Updated on 2022-09-14 GMT+08:00

Overview

Scenario

Develop a Spark application to perform the following operations on logs about dwell durations of netizens for shopping online:

  • Collect statistics on female netizens who dwell on online shopping for more than 2 hours at a weekend.
  • The first column in the log file records names, the second column records gender, and the third column records the dwell duration in the unit of minute. Three attributes are separated by commas (,).

    log1.txt: logs collected on Saturday

    LiuYang,female,20
    YuanJing,male,10
    GuoYijun,male,5
    CaiXuyu,female,50
    Liyuan,male,20
    FangBo,female,50
    LiuYang,female,20
    YuanJing,male,10
    GuoYijun,male,50
    CaiXuyu,female,50
    FangBo,female,60

    log2.txt: logs collected on Sunday

    LiuYang,female,20
    YuanJing,male,10
    CaiXuyu,female,50
    FangBo,female,50
    GuoYijun,male,5
    CaiXuyu,female,50
    Liyuan,male,20
    CaiXuyu,female,50
    FangBo,female,50
    LiuYang,female,20
    YuanJing,male,10
    FangBo,female,50
    GuoYijun,male,50
    CaiXuyu,female,50
    FangBo,female,60

Data Preparation

Save log files in the Hadoop distributed file system (HDFS).

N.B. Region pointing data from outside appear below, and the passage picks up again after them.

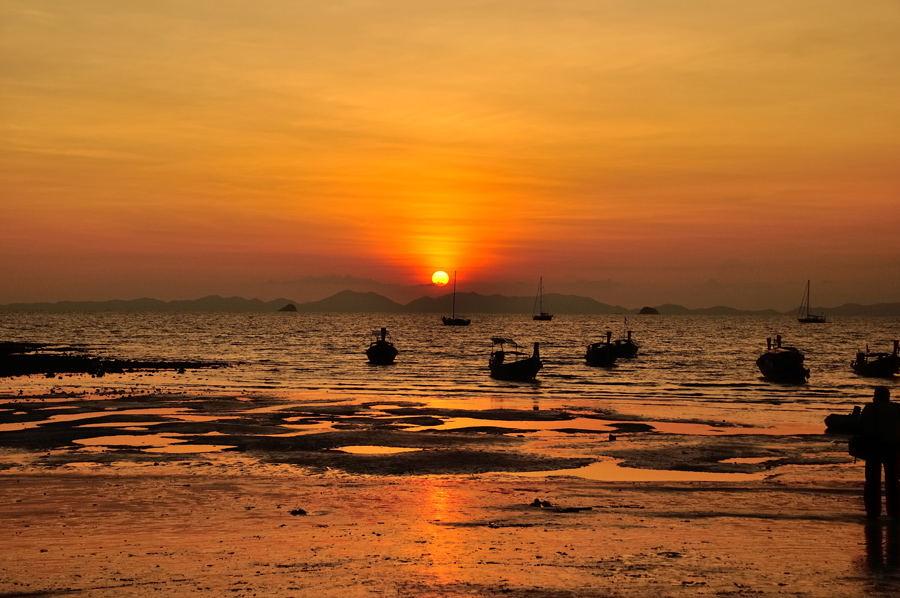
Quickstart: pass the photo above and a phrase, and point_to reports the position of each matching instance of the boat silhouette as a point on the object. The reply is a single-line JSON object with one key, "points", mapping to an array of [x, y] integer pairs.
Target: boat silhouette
{"points": [[877, 365], [381, 349], [455, 320], [782, 364], [520, 367], [803, 314], [602, 354], [539, 313]]}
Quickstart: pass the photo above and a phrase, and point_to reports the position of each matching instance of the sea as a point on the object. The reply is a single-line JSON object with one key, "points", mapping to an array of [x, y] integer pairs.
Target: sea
{"points": [[688, 367]]}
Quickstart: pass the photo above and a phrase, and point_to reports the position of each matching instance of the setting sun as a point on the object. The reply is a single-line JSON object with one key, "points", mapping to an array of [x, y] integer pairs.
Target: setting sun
{"points": [[440, 278]]}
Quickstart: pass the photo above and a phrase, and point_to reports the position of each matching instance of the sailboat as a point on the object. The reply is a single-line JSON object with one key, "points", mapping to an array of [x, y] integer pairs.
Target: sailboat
{"points": [[453, 320], [803, 315], [540, 314]]}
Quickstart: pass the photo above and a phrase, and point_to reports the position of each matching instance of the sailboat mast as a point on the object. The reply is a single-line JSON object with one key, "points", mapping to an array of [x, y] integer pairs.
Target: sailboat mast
{"points": [[808, 299], [453, 313]]}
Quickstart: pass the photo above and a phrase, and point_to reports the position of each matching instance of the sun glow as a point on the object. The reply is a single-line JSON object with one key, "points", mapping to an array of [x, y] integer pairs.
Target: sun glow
{"points": [[440, 278]]}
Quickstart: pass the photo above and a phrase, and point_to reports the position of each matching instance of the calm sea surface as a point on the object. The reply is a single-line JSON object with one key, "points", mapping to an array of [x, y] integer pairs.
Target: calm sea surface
{"points": [[688, 366]]}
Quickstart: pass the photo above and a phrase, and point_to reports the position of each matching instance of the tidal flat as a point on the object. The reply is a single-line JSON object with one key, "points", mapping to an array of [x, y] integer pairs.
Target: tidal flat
{"points": [[130, 494]]}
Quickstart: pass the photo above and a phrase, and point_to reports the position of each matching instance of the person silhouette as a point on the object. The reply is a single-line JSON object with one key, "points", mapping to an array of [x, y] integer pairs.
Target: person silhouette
{"points": [[880, 422]]}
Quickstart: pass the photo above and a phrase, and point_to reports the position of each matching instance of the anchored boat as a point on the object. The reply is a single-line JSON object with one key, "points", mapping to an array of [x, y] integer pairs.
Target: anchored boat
{"points": [[381, 350], [782, 364], [877, 365], [455, 320], [602, 354], [508, 363]]}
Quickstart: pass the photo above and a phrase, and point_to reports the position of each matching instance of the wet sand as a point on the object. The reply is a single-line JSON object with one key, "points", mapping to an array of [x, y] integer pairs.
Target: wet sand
{"points": [[290, 515]]}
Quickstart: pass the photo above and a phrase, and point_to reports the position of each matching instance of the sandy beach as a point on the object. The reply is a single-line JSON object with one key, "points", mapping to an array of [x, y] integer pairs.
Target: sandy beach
{"points": [[777, 515]]}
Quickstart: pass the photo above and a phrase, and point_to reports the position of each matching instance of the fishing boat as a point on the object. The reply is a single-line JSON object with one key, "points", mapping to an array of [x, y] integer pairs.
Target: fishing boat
{"points": [[877, 365], [539, 313], [381, 350], [844, 423], [508, 363], [782, 364], [602, 354], [455, 320], [803, 314], [626, 348]]}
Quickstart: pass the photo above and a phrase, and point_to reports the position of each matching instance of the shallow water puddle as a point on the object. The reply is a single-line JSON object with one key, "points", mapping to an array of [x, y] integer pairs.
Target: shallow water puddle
{"points": [[375, 450], [747, 460], [179, 414], [611, 471], [151, 443], [579, 423]]}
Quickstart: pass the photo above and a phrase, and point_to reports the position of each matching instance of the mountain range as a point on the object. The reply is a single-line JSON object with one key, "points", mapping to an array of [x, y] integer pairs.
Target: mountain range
{"points": [[356, 302]]}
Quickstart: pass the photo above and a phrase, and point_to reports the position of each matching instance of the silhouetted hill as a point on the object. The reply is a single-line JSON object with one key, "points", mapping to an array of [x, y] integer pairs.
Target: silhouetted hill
{"points": [[855, 309], [501, 304], [353, 302], [719, 310], [466, 303]]}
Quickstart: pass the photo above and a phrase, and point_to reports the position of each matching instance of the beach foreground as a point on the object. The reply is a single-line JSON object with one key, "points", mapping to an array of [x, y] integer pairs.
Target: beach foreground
{"points": [[122, 522]]}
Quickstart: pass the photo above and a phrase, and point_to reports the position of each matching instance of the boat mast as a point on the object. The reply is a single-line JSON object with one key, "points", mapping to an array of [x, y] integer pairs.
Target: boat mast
{"points": [[808, 298], [804, 305], [453, 313]]}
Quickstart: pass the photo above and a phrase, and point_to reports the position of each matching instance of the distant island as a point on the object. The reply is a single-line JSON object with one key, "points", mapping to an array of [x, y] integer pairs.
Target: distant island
{"points": [[356, 302]]}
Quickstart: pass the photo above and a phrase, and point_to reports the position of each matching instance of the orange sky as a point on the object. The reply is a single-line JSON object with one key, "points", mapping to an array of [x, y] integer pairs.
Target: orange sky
{"points": [[699, 152]]}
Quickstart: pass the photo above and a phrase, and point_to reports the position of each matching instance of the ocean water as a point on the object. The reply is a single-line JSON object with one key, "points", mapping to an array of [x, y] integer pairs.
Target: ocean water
{"points": [[687, 367]]}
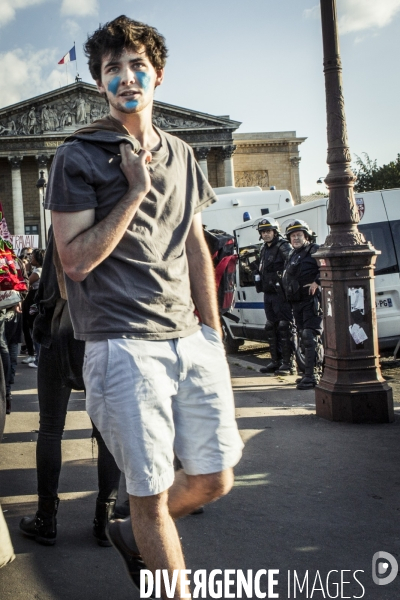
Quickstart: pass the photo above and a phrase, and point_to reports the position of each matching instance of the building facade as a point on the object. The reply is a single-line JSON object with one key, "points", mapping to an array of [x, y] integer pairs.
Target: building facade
{"points": [[31, 131]]}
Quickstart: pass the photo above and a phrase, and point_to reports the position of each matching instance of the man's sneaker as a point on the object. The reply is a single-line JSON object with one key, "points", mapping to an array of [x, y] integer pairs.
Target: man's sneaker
{"points": [[271, 367], [284, 369], [131, 557], [27, 360]]}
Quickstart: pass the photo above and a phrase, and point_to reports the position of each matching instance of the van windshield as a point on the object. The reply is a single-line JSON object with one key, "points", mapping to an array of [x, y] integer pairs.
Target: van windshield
{"points": [[380, 236]]}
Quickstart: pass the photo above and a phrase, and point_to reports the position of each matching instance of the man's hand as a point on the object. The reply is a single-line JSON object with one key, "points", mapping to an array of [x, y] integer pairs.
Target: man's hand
{"points": [[134, 168]]}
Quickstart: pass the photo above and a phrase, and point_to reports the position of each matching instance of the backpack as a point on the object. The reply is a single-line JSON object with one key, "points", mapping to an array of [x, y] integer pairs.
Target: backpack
{"points": [[222, 248], [12, 279]]}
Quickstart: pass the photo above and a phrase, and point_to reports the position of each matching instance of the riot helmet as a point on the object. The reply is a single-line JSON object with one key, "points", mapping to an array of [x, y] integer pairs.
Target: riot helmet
{"points": [[299, 225], [267, 224]]}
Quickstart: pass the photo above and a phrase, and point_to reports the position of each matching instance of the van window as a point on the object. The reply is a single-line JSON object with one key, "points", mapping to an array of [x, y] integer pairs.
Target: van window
{"points": [[380, 236], [249, 258]]}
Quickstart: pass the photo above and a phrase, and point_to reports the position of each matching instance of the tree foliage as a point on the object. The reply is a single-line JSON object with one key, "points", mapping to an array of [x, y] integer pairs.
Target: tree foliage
{"points": [[371, 177]]}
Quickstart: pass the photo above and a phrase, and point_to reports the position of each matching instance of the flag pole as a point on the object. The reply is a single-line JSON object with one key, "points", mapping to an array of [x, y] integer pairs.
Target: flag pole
{"points": [[76, 61]]}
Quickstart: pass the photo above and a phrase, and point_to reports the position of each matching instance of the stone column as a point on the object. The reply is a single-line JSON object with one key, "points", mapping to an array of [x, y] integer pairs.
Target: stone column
{"points": [[17, 199], [226, 154], [295, 179], [45, 215], [201, 155]]}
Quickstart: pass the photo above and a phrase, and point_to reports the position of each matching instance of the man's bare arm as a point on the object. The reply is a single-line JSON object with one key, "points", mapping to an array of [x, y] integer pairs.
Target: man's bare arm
{"points": [[202, 277], [83, 245]]}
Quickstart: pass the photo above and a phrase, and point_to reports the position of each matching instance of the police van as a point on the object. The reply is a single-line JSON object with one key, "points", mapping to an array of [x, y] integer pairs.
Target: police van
{"points": [[234, 202], [380, 224]]}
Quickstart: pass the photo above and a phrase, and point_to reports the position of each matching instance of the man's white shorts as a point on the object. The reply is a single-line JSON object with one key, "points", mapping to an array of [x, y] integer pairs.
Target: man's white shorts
{"points": [[151, 398]]}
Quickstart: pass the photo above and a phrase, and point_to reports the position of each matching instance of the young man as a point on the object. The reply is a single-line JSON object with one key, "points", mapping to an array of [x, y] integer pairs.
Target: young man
{"points": [[129, 234], [278, 328], [302, 288]]}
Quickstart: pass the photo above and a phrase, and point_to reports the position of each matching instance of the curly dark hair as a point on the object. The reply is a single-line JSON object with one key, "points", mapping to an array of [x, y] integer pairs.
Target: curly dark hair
{"points": [[122, 32]]}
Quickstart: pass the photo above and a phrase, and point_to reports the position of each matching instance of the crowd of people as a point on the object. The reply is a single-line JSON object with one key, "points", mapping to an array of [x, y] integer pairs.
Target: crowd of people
{"points": [[16, 323]]}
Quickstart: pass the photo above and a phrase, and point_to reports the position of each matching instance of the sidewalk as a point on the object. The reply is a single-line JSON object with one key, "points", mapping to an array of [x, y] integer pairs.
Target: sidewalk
{"points": [[309, 495]]}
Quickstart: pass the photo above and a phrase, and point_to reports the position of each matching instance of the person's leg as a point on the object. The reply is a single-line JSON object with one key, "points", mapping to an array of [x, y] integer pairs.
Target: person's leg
{"points": [[27, 336], [190, 491], [312, 329], [37, 352], [109, 476], [53, 401], [133, 397], [271, 334], [13, 350], [5, 359], [284, 315], [6, 549]]}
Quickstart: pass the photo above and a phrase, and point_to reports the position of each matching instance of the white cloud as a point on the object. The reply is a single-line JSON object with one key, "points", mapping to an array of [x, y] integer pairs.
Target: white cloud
{"points": [[8, 8], [79, 8], [72, 27], [359, 15], [26, 74]]}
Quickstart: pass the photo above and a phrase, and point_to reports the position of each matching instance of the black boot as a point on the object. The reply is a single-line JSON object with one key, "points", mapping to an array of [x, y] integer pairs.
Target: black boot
{"points": [[104, 513], [309, 342], [270, 336], [43, 525], [122, 511]]}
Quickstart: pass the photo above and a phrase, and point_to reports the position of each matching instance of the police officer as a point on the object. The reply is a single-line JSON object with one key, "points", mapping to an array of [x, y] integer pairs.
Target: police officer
{"points": [[278, 328], [302, 289]]}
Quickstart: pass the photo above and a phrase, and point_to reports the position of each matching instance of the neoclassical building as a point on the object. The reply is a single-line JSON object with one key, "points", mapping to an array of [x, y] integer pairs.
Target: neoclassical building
{"points": [[31, 131]]}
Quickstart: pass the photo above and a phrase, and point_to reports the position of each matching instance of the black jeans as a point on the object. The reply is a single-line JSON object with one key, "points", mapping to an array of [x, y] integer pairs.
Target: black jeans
{"points": [[5, 357], [53, 402]]}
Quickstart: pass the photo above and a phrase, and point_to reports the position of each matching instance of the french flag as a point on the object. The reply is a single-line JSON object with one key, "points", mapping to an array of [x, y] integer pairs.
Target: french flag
{"points": [[71, 55]]}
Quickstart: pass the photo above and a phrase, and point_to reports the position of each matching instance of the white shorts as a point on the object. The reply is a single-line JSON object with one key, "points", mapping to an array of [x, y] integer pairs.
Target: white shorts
{"points": [[151, 398]]}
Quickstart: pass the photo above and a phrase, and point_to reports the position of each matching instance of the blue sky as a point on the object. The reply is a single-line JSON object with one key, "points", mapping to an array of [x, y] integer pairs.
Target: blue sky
{"points": [[259, 61]]}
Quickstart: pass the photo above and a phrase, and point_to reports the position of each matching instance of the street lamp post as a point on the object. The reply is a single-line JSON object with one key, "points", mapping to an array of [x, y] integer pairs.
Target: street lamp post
{"points": [[352, 388]]}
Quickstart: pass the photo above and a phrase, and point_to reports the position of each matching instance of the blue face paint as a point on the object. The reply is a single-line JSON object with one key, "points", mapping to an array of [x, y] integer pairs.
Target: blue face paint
{"points": [[113, 85], [143, 79]]}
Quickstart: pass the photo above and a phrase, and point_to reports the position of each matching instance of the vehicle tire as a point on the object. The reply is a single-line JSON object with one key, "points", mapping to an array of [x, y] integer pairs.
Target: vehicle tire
{"points": [[231, 344]]}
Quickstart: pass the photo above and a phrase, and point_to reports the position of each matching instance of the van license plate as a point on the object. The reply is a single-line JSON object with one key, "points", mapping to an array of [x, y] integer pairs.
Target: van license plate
{"points": [[384, 303]]}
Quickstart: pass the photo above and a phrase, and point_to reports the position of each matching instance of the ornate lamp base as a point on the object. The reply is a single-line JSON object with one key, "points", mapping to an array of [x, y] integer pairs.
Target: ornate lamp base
{"points": [[352, 388]]}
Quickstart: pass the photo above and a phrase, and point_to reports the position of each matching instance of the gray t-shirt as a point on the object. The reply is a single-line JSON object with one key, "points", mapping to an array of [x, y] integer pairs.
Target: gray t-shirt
{"points": [[142, 289]]}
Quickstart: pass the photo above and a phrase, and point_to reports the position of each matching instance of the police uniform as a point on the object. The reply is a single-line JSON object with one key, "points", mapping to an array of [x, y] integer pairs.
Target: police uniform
{"points": [[278, 328], [301, 270]]}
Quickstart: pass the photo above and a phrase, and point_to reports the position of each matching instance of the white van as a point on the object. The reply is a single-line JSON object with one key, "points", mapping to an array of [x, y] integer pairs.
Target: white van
{"points": [[380, 224], [233, 203]]}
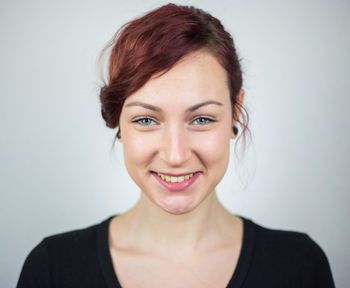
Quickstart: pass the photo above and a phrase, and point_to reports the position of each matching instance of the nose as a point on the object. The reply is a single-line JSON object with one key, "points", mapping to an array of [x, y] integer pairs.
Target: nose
{"points": [[175, 147]]}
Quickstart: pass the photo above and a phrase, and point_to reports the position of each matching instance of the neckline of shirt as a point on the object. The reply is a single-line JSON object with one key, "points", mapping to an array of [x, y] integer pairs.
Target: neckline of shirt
{"points": [[237, 279]]}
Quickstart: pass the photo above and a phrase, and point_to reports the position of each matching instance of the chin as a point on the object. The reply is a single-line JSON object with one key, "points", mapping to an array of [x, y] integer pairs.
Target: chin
{"points": [[179, 206]]}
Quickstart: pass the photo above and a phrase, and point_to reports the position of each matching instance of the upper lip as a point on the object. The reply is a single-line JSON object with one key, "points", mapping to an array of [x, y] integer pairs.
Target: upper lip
{"points": [[176, 175]]}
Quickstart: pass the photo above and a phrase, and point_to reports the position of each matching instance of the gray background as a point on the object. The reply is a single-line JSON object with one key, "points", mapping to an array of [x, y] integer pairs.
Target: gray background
{"points": [[57, 171]]}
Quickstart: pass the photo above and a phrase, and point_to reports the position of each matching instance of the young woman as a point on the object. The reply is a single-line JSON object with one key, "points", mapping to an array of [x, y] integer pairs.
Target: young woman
{"points": [[175, 94]]}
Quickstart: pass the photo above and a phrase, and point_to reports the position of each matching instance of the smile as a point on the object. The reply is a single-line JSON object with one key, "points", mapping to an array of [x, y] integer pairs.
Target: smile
{"points": [[174, 179], [176, 183]]}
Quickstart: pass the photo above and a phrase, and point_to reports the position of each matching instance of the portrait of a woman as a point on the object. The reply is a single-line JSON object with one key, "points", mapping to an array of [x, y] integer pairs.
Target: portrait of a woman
{"points": [[174, 94]]}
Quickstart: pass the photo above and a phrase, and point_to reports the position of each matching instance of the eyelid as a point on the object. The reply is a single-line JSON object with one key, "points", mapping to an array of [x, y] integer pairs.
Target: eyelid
{"points": [[206, 117]]}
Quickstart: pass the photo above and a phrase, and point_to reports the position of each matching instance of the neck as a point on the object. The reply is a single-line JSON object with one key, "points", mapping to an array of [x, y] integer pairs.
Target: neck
{"points": [[154, 229]]}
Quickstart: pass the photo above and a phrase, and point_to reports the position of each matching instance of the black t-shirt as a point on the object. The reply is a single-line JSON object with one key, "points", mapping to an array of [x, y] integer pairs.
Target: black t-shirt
{"points": [[269, 258]]}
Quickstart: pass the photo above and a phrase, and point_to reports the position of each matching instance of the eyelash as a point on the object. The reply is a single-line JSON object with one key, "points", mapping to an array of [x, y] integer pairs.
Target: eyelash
{"points": [[208, 120]]}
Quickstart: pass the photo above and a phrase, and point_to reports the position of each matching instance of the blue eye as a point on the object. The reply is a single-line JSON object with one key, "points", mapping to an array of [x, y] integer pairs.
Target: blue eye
{"points": [[146, 121], [203, 120]]}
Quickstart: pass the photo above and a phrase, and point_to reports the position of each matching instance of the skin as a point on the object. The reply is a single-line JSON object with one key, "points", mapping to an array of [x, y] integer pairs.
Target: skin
{"points": [[192, 221]]}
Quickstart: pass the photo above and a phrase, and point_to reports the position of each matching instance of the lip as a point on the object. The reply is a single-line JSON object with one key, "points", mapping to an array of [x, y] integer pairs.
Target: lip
{"points": [[176, 175], [180, 186]]}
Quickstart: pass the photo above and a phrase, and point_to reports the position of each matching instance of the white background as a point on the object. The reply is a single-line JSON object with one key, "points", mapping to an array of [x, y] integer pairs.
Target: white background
{"points": [[57, 171]]}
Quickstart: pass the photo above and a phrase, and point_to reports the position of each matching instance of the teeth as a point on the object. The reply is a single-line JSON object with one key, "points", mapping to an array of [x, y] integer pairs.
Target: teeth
{"points": [[173, 179]]}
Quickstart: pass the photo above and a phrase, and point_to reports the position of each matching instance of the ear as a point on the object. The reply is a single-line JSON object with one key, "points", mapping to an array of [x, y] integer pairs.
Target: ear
{"points": [[240, 99]]}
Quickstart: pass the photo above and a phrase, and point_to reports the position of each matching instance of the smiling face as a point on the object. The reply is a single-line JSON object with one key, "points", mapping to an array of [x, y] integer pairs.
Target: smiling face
{"points": [[179, 124]]}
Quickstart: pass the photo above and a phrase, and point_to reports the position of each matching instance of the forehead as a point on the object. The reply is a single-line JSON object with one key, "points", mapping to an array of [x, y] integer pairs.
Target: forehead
{"points": [[196, 77]]}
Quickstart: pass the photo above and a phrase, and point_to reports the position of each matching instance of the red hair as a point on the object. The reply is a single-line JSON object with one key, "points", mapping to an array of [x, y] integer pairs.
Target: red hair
{"points": [[154, 43]]}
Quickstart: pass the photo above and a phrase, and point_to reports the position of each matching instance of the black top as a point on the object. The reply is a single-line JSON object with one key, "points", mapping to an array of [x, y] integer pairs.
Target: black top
{"points": [[269, 258]]}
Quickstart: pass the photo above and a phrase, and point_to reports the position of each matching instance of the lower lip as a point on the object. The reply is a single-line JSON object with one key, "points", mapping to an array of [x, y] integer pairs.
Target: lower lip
{"points": [[179, 186]]}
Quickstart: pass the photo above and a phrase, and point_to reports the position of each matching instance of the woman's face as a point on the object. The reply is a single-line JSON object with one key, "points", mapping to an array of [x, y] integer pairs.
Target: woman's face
{"points": [[177, 125]]}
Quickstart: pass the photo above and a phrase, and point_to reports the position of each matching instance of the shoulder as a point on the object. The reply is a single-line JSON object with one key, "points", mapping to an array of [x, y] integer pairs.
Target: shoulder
{"points": [[64, 256], [288, 254]]}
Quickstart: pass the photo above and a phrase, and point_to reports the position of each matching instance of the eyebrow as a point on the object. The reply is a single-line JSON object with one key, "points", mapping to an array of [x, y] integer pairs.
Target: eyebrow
{"points": [[157, 109]]}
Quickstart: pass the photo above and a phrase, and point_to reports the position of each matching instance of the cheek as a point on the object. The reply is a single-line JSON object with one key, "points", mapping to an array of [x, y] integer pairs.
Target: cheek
{"points": [[214, 147]]}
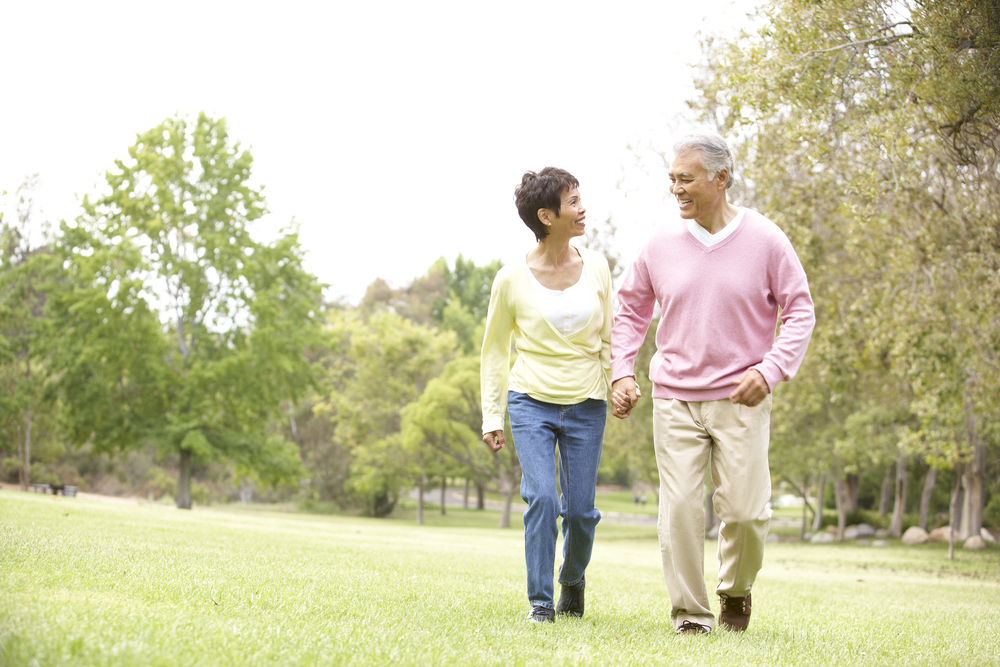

  1. Create text files input_data1.txt and input_data2.txt on a local computer, and copy log1.txt to input_data1.txt and log2.txt to input_data2.txt.
  2. Create /tmp/input on the HDFS client path, and run the following commands to upload input_data1.txt and input_data2.txt to /tmp/input:
    1. On the HDFS client, run the following commands to obtain the safety authentication:

      cd /opt/hadoopclient

      source bigdata_env

      kinit <component service user>

    2. On the Linux HDFS client, run the hadoop fs -mkdir /tmp/input command (a hdfs dfs command provides the same function.) to create a directory.
    3. Go to the /tmp/input directory on the HDFS client, on the Linux HDFS client, run the hadoop fs -put input_data1.txt /tmp/input andhadoop fs -put input_data2.txt /tmp/input commands to upload data files.

Development Idea

Collects the information of female netizens who spend more than 2 hours in online shopping on the weekend from the log files.

The process includes:

  • Create a table and import the log files into the table.
  • Filter the data information of the time that female netizens spend online.
  • Aggregate the total time that each female netizen spends online.
  • Filter the information of female netizens who spend more than 2 hours online.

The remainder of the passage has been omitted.